Bitcoin (BTC) found strength at $22,000 into July 24 with bulls still aiming for a solid green weekly close.
Classic levels for end-of-week price focus
The pair held a trading range closely focused on key long-term trendlines, which analysts had previously described as essential to reclaim.
These included the 50-day and 200-week moving averages (MAs), the latter particularly important as support during bear markets but which had acted as resistance since May.
“Bullish that we perfectly held the 13d ema + horizontal 21.9k,” popular Twitter trading account CryptoMellany argued in part of her latest update of July 24:
“I think we’ll hang around 22.5k for today’s weekly close, new week starting with action down to 21-21.6k and then up for the rest of the week, forming a bull flag.”
The 50-day and 200-week MAs stood at $22,370 and $22,690, respectively, at the time of writing, with spot price at $22,670.
Continuing, fellow trader and analyst Jibon described the upcoming weekly close as “very very important.” An accompanying chart singled out $21,944 and $22,401 as the lines in the sand for a “bad” or “good” close.

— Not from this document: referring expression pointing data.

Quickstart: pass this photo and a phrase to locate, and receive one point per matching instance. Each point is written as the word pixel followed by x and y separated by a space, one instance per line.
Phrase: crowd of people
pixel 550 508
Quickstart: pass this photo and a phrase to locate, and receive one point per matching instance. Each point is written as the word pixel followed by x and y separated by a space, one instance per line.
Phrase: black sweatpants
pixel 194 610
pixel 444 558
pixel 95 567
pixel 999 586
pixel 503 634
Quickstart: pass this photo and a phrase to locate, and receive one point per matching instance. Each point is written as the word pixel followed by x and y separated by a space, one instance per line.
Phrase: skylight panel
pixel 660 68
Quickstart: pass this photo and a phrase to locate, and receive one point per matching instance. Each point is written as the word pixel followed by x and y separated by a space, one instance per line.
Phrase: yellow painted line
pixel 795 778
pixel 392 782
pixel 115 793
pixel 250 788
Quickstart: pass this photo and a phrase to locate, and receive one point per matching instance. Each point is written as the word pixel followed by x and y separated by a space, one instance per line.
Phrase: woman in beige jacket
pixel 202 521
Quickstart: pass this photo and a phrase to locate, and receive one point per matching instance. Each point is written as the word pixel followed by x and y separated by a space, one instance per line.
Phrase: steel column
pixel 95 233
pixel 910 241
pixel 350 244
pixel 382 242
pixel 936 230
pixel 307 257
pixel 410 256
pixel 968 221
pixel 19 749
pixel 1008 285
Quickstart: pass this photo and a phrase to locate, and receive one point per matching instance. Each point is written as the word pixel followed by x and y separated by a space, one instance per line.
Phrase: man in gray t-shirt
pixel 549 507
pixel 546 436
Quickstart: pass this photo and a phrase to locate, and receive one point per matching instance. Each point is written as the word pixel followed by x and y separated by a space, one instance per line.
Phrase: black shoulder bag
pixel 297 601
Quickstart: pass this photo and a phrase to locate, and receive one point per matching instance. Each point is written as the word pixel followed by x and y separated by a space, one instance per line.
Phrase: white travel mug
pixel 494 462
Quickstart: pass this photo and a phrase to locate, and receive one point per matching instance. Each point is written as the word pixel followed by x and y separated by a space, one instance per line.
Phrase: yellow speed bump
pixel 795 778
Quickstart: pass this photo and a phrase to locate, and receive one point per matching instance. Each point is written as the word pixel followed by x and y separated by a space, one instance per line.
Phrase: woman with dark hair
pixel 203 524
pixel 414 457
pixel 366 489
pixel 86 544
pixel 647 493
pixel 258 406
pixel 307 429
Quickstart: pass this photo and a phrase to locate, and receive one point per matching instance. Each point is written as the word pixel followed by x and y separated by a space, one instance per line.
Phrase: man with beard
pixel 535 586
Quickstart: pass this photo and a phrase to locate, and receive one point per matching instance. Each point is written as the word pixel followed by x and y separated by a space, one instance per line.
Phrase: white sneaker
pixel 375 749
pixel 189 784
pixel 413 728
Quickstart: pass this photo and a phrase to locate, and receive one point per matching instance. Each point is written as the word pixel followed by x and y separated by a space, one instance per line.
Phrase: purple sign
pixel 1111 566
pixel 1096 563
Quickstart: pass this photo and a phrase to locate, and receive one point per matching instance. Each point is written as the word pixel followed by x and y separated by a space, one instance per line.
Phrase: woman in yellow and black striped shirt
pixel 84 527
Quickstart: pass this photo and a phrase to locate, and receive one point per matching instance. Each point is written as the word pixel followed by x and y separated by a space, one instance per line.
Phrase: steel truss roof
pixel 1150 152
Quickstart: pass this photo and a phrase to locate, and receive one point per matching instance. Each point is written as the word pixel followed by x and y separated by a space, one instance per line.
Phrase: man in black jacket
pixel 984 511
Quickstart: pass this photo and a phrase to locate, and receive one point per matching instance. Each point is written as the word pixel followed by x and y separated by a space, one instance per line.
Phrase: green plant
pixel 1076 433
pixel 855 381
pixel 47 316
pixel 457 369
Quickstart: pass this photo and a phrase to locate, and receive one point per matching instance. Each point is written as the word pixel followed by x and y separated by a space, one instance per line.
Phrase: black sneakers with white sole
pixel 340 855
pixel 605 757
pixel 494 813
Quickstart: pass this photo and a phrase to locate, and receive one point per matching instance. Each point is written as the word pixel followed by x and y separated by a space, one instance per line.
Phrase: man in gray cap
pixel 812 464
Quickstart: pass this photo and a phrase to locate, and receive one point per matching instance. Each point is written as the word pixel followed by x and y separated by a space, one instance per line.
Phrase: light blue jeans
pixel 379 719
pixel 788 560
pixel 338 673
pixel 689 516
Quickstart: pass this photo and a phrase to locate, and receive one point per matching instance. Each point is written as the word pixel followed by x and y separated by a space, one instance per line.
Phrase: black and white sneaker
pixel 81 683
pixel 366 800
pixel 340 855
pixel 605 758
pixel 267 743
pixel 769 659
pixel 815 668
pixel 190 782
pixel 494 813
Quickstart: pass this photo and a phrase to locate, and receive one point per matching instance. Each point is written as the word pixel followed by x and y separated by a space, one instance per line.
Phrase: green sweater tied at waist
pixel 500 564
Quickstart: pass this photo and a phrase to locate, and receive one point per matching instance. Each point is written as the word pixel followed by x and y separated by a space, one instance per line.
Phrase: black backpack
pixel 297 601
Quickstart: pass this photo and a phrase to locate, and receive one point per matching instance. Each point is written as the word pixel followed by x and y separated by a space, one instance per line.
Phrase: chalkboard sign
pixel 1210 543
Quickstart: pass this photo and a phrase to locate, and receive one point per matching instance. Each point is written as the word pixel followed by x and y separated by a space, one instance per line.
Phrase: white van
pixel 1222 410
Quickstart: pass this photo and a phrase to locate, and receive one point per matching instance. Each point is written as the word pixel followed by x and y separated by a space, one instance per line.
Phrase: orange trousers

Earlier in the week, Jibon had warned that such a “bad” result could be the start of a retracement to new macro lows for Bitcoin — as low as $12,000 — which continued strength could fuel a relief rally as high as $40,000.
If it were to close at current levels, BTC/USD would seal its highest levels since mid-June.
Ether, Cardano lead altcoins as ETH outlows rise
ETH/USD returned to $1,600 on the day, while ADA/USD likewise looked to challenge its $0.548 peak from during the week, marking its best performance since June 12.
Analyzing the current environment, traders noted the significance of Ether’s 2018 high of $1,530, a level which became long-term resistance and which returned as resistance again in June.
As price action strengthened, meanwhile, outflows of ETH from major exchanges intensified. On July 22, according to data from on-chain analytics firm CryptoQuant, those flows totaled 1.87 million coins.